« L’euthanasie déshumanise la société »
Paris Notre-Dame - 31 janvier 2013
Paris Notre-Dame du 31 janvier 2013
P.N.-D. – Une journée d’études sur la fin de vie a lieu le samedi 2 février au Collège des Bernardins. Quel est l’objectif du colloque ?
P. Brice de Malherbe – Cette journée d’études universitaires, qui fera intervenir des soignants, des juristes et des sociologues, permettra de contribuer au débat sur la fin de vie. Cette réflexion nécessite d’écouter les soignants et les acteurs qui connaissent les situations dans leur épaisseur humaine et leur complexité. Le message sera clair : en matière de fin de vie, le progrès consiste à améliorer le soin et non pas à supprimer le patient.
P. N.-D. – Quelle est votre réaction face au rapport Sicard ?
P. B. de M. – Ce rapport suscite intérêt et inquiétudes. Il constate des carences dans la prise en charge de la fin de vie en France, notamment dues à la méconnaissance de la loi du 22 avril 2005. Il appelle à un changement culturel : accepter les limites de la médecine et considérer la complémentarité des soins palliatifs et des traitements curatifs. En revanche, ce rapport entretient l’ambiguïté autour de la « sédation profonde ». Désigne-t-elle le soulagement nécessaire en cas de grande souffrance ou s’agit-il d’accélérer la mort ? Toujours est-il qu’à la suite de la remise de ce rapport, le président de la République a soumis la question du suicide assisté et des conditions d’une mort « plus digne » au Comité consultatif national d’éthique. On peut donc craindre qu’en juin, tout cela aboutisse à un projet de loi ouvrant la voie à certaines formes non explicites d’euthanasie.
P. N.-D. – Quels sont les enjeux du débat sur l’euthanasie ?
P. B. de M. – Il s’agit d’éviter la déshumanisation de notre société. Pour le professeur François Goldwasser, chef du service cancérologie de l’hôpital Cochin, l’euthanasie donne un pouvoir tout-puissant au médecin, tandis que le suicide assisté le donne au patient. Jean Leonetti [1] a évoqué par le passé le risque d’une « barbarie civilisée ». Nous en avons un exemple avec la Belgique qui, après avoir légalisé l’euthanasie envisage de la pratiquer pour les mineurs et les personnes démentes. Il existe aussi un enjeu financier avec la tentation de diminuer le coût de la prise en charge des malades en fin de vie. Enfin, la question de la souffrance se pose : peut-on supprimer l’angoisse de la mort ? Je ne crois pas. En revanche, il est possible d’apporter une réponse humaine à cette souffrance par un accompagnement de qualité plutôt que de la considérer comme un problème qui se règle par la mort. Cette seconde option revient à enfermer la personne dans la souffrance. En fait, souvent insupportable pour les proches qui y projettent leurs propres peurs, la souffrance est vécue de façon tout à fait différente par le malade.

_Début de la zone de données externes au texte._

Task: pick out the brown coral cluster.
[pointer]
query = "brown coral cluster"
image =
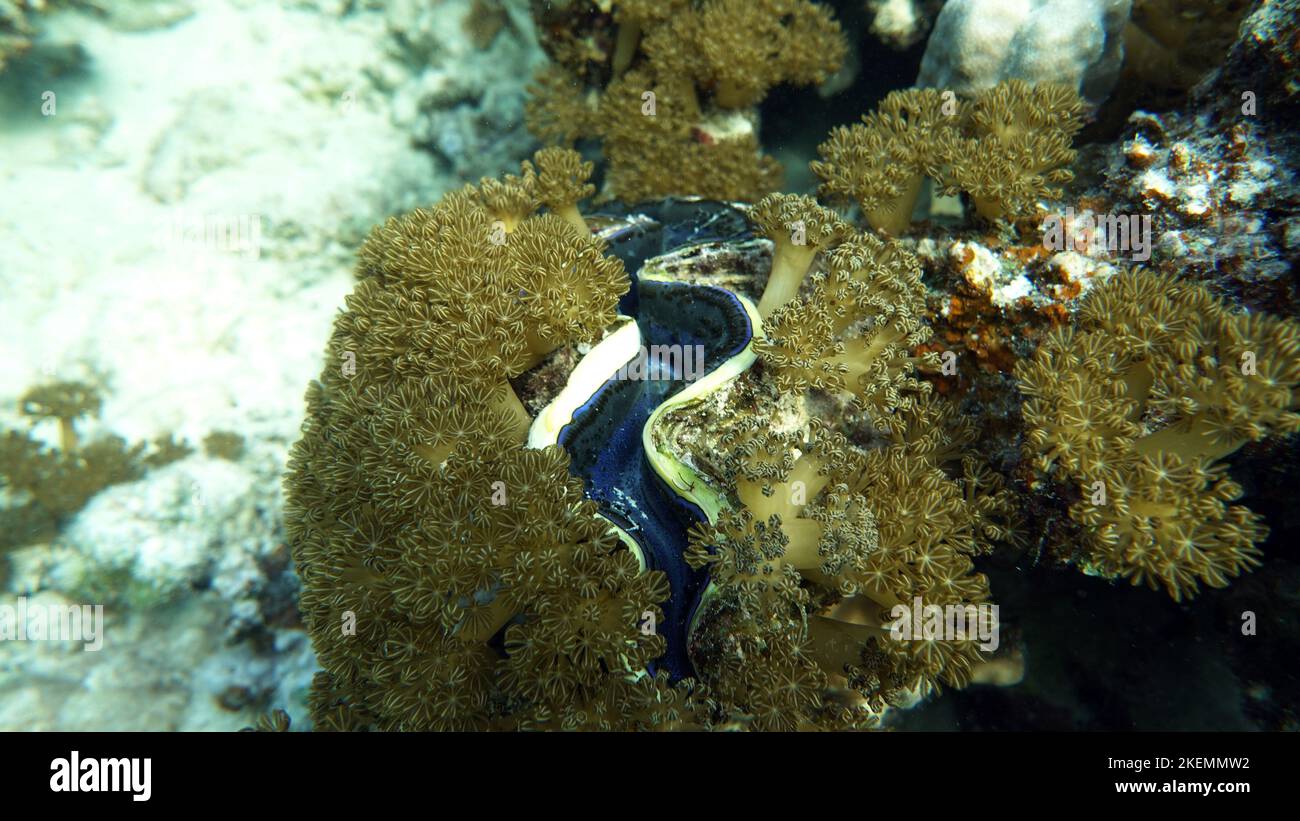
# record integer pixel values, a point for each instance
(1006, 148)
(856, 329)
(823, 544)
(674, 111)
(1135, 408)
(451, 578)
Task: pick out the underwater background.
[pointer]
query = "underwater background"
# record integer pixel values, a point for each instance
(1045, 250)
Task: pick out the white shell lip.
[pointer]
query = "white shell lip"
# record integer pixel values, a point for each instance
(590, 373)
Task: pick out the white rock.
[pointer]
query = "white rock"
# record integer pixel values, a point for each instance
(978, 43)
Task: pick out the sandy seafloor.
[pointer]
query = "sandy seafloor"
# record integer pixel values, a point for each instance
(174, 118)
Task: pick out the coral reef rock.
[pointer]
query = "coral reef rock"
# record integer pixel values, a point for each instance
(979, 43)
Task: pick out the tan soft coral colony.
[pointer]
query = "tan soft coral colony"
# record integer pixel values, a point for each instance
(1136, 407)
(408, 564)
(1005, 148)
(677, 113)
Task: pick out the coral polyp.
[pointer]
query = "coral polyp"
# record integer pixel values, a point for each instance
(1138, 407)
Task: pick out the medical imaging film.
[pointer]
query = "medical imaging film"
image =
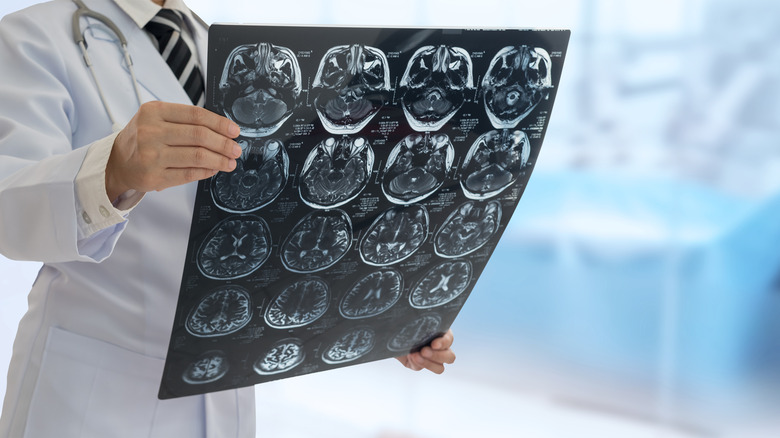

P. N.-D. – Que devons-nous faire face à ce débat ?Comment se mobiliser ?
P. B. de M. – En s’informant et en se formant sur les questions en jeu. En venant au colloque de samedi ! Nous devons surtout adopter une attitude de modération face à la médecine, en renonçant à l’acharnement thérapeutique par exemple, et accepter les limites de notre condition humaine. Enfin, donnons de notre temps pour nous mettre au service des personnes âgées ou en fin de vie ! • Propos recueillis par Agnès de Rivière
[1] Jean Leonetti, médecin cardiologue et maire d’Antibes, a été rapporteur de la loi du 22 avril 2005 relative aux droits des malades et à la fin de vie.